En route to Seattle, Bailey Gatzert arrived at Astoria on April 14, 1918, at 1:00 a.m. Bailey Gatzert departed across the Columbia Bar at 6:40 a.m. on April 17, 1918, bound for Puget Sound in the tow of the steam tug Wallula.

In 1920, Bailey Gatzert was "sponsoned out" (widened), to work as an automobile ferry, and an automobile elevator was installed on the main deck forward of the pilot house. At this time, the captain of the vessel was Harry Anderson, later to be in charge of the Washington State Ferries system.

In November 1921, Bailey Gatzert was replaced on the Bremerton route by the converted steam ferry City of Bremerton (ex Whatcom ex Majestic). The four-toned whistle was also transferred to the City of Bremerton.

In 1923 the Gatzerts boiler was retubed. According to one source, Bailey Gatzerts last active service was in the summer of 1923, substituting for City of Bremerton while that ferry was being overhauled. According to another source, Bailey Gatzert was still in occasional use in October 1925. The boat's hull was then 194 feet long, and the overall length of the vessel was 225 feet. The stern-wheel was then 22 feet in diameter and it made 20 revolutions in a minute.

==Disposition==
According to one source, the machinery in the Gatzert was stripped out in 1926 Another, contemporary, source, reports that the boat was floating at its moorings in May 1929, stripped of machinery and out of use.

In 1930, the hulk of the steamer was sold to the Lake Union Drydock and Machine Works, of Seattle, which built a four-story structure on the old hull, which was still sound, and used the vessel as a floating shipway and machine shop in Lake Union.

==Modern memory==

The Gatzerts chime whistle and its name plate were preserved in the collections of the Museum of History and Industry, in Seattle, Washington.

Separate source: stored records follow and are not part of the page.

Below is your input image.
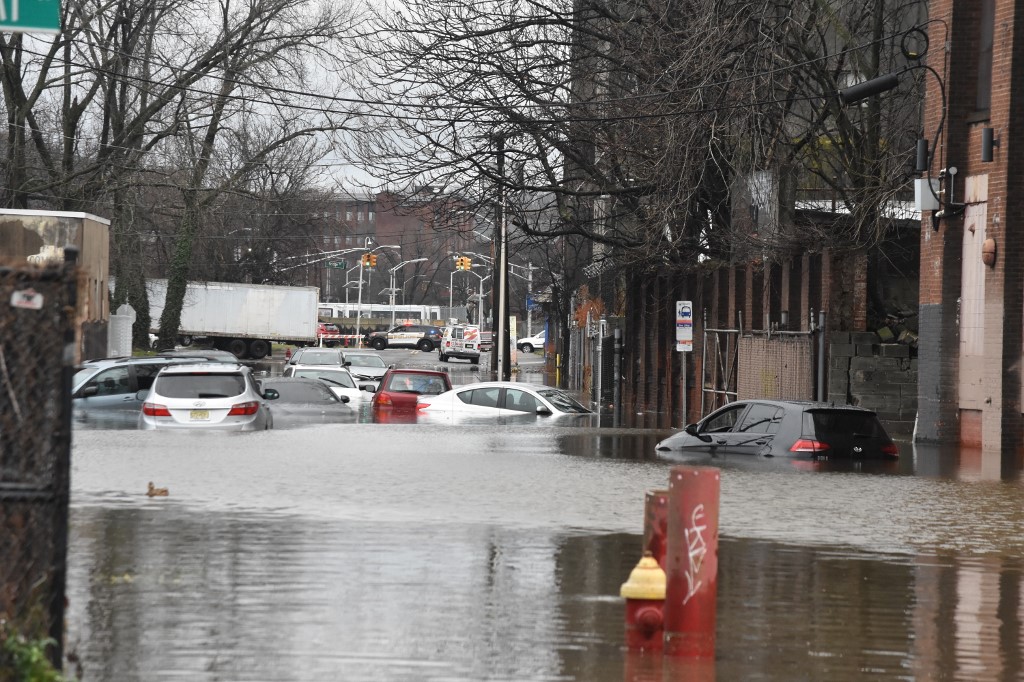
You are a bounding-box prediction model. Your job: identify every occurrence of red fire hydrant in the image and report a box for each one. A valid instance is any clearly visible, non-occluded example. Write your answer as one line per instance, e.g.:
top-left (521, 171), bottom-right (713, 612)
top-left (620, 552), bottom-right (666, 651)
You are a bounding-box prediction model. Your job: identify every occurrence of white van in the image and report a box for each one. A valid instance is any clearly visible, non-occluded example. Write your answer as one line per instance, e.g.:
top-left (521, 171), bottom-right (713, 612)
top-left (437, 325), bottom-right (481, 365)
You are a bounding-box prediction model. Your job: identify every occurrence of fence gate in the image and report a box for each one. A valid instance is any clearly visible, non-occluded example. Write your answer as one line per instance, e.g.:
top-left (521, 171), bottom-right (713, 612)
top-left (700, 328), bottom-right (739, 418)
top-left (0, 251), bottom-right (76, 677)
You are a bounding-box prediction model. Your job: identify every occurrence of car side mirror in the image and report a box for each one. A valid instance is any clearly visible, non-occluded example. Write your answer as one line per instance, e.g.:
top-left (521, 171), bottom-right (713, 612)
top-left (683, 424), bottom-right (711, 442)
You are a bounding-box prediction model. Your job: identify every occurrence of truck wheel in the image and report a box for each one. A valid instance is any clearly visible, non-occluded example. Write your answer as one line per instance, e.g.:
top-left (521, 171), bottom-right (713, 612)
top-left (227, 339), bottom-right (248, 359)
top-left (249, 339), bottom-right (270, 359)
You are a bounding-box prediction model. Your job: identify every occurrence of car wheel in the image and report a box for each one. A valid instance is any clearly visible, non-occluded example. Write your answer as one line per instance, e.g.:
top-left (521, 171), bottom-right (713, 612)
top-left (227, 339), bottom-right (248, 358)
top-left (249, 339), bottom-right (270, 359)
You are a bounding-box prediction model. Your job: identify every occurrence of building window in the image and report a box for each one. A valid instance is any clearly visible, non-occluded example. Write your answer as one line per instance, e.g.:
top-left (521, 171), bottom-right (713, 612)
top-left (975, 0), bottom-right (995, 112)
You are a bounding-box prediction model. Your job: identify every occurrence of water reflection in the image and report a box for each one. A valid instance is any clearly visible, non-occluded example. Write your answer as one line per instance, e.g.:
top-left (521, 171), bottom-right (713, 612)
top-left (68, 424), bottom-right (1024, 682)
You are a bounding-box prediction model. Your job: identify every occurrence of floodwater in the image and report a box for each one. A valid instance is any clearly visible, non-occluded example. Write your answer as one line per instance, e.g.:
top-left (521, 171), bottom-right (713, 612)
top-left (67, 424), bottom-right (1024, 682)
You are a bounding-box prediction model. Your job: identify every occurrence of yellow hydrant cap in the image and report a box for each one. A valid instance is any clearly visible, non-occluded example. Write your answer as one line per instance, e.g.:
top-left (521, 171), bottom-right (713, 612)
top-left (620, 552), bottom-right (666, 599)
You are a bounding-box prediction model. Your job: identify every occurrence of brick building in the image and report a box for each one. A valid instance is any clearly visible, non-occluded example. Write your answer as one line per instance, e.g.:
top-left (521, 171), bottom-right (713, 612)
top-left (918, 0), bottom-right (1024, 462)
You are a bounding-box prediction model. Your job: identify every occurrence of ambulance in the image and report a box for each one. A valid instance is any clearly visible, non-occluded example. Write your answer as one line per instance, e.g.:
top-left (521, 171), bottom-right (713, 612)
top-left (437, 325), bottom-right (481, 365)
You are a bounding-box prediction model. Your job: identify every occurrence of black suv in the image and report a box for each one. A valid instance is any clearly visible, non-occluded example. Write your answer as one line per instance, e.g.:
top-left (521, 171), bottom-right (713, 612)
top-left (656, 400), bottom-right (899, 459)
top-left (367, 325), bottom-right (441, 352)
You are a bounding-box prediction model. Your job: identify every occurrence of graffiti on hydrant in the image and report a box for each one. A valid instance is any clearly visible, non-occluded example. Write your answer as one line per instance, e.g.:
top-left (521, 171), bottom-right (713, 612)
top-left (683, 504), bottom-right (708, 604)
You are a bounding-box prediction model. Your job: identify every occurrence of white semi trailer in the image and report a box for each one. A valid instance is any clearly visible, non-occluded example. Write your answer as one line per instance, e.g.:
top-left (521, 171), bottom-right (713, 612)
top-left (146, 280), bottom-right (319, 359)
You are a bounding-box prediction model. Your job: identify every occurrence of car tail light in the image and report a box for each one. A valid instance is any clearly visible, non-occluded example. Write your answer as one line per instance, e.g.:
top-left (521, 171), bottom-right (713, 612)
top-left (142, 402), bottom-right (171, 417)
top-left (227, 402), bottom-right (259, 417)
top-left (790, 438), bottom-right (831, 453)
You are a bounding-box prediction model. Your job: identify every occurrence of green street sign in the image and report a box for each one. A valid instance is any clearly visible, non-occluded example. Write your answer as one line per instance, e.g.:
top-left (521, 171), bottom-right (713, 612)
top-left (0, 0), bottom-right (60, 33)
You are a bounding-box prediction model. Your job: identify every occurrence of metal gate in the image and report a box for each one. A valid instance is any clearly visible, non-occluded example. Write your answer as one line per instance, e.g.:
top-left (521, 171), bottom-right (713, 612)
top-left (0, 250), bottom-right (77, 677)
top-left (700, 328), bottom-right (739, 418)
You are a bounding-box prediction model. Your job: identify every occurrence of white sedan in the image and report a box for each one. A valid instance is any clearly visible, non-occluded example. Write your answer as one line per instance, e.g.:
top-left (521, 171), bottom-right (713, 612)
top-left (416, 381), bottom-right (593, 417)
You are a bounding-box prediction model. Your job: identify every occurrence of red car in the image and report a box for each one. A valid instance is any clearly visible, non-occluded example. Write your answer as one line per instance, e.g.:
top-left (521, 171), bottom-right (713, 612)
top-left (372, 369), bottom-right (452, 422)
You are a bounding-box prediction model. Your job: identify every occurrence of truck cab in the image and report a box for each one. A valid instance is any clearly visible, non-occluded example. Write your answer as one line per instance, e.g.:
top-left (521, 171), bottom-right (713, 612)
top-left (437, 325), bottom-right (482, 365)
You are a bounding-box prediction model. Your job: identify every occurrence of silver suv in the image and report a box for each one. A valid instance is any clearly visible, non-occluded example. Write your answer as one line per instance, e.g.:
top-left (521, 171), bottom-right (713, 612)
top-left (71, 355), bottom-right (227, 427)
top-left (138, 363), bottom-right (278, 431)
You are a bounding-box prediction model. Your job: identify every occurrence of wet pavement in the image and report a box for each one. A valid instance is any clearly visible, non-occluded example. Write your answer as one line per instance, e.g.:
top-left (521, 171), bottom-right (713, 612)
top-left (68, 348), bottom-right (1024, 682)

The design of the Bailey Gatzert inspired several other sternwheelers, including the 1897 Arrow Lakes, British Columbia sternwheeler Rossland and, much later, the M/V Columbia Gorge, launched at Hood River, Oregon in 1983. Rossland, said to have been one of the most elegant steamboats ever built, was designed by Captain James W. Troup, the same man who had been on board Bailey Gatzert when it was launched in 1890.

In 1996, the Bailey Gatzert was honored by being depicted on a U.S. postage stamp. In 2013, the Gorge Winds Concert Band recorded "The Bailey Gatzert March", in an arrangement by Steve Hodges.